Stevens and Rep. Kim Schrier (D-Wash.) added an amendment in June to the fiscal 2020 spending package (H.R. 3055) that would instruct the Environmental Protection Agency to prioritize funding to develop a national recycling strategy.

That effort came after she wrote the EPA in April asking for stronger U.S. leadership on recycling. Since China stopped accepting recyclable material from the U.S., “we have found ourselves in an untenable conundrum” caused by poor leadership, Stevens said.

Barry Breen, acting assistant administrator of the EPA’s Office of Land and Emergency Management, responded to Stevens’ letter in June, saying the agency was working on several initiatives related to recycling and will publish national recycling data from 2016 and 2017 this fall.

“In part, I was encouraged that they recognized the problem and connected me to one of the officials in their office who is overseeing some of the recycling initiatives,” she said. “What I was not satisfied with is that this agency just thinks everything is fine.”

Protection from PFAS
Like other lawmakers from Great Lakes states, Stevens is also concerned with water contamination. Michigan has more sites of contamination from per- and polyfluoroalkyl substances, or PFAS, than any other state, and several of those sites fall in Stevens’ district.

The chemicals, commonly found in nonstick materials and firefighting foam, don’t break down in the environment and may cause adverse health effects, including developmental harm to fetuses, testicular and kidney cancer, liver tissue damage, immune system or thyroid effects, and changes in cholesterol, according to the EPA.

As a member of the congressional PFAS Task Force, she introduced a bill (H.R. 2605) in May that would have the EPA add PFAS chemicals to the list of hazardous air pollutants under the Clean Air Act.
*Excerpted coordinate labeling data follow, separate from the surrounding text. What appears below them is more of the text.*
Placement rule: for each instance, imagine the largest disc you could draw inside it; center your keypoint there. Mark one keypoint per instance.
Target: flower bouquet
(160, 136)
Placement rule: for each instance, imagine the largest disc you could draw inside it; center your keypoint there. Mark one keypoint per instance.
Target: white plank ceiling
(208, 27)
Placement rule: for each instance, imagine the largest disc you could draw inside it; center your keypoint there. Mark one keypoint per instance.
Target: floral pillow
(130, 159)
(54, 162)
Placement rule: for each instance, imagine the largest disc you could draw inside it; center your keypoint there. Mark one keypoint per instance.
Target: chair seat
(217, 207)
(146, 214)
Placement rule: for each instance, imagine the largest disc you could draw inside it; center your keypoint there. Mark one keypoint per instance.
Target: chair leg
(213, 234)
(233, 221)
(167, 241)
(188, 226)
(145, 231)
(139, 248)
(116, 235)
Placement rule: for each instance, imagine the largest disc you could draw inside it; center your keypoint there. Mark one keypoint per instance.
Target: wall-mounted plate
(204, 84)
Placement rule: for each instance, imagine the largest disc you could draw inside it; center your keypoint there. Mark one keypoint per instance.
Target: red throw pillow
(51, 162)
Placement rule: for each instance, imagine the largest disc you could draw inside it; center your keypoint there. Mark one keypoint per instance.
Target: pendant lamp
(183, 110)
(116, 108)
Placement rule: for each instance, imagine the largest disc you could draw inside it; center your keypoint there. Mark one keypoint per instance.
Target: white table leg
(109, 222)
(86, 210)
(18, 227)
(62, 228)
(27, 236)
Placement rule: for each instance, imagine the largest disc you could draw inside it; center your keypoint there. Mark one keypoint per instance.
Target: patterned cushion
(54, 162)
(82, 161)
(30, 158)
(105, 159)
Stevens is “really on the front lines of what we think is a nationwide crisis that other people aren’t necessarily tuned into yet,” said Madeleine Foote, deputy legislative director of the League of Conservation Voters.

But in Stevens’ district not everyone is as positive about her work. The Oakland County Republican Party doesn’t feel she’s put forth enough concrete solutions to the district’s problems, said party chairman Rocky Raczkowski.

“It’s great to sound like an environmentalist, but not all people that sound like they’re environmentalists are doing great work,” he said.

Early Life
Stevens grew up in southeast Michigan before leaving to attend college at American University in Washington. After graduating, she worked on the Obama campaign and then in the administration, eventually being selected as the chief of staff for the administration’s initiative to prevent two major automakers from going bankrupt.

Most recently, she worked in an advanced manufacturing research lab in Chicago before moving back to Michigan in 2017. She remembers thinking the area needed an economic champion after Republican Rep. Dave Trott announced his retirement.

“I thought ‘Hey, I stood up for Michigan then [during the auto bailout] and I want to do that now,” she said.

She beat four challengers in the 2018 Democratic primary, then took nearly 52% of the vote against Republican Lena Epstein and two other candidates.

Prior to Stevens’ election, Michigan’s 11th District had been represented by Republicans almost exclusively since 2003, save for the six-week term of Democrat David Curson, who won a special election in 2012.

The National Republican Congressional Committee, the House GOP’s campaign arm, has included Stevens on a list of 55 targets where the GOP sees “prime pickup opportunities.”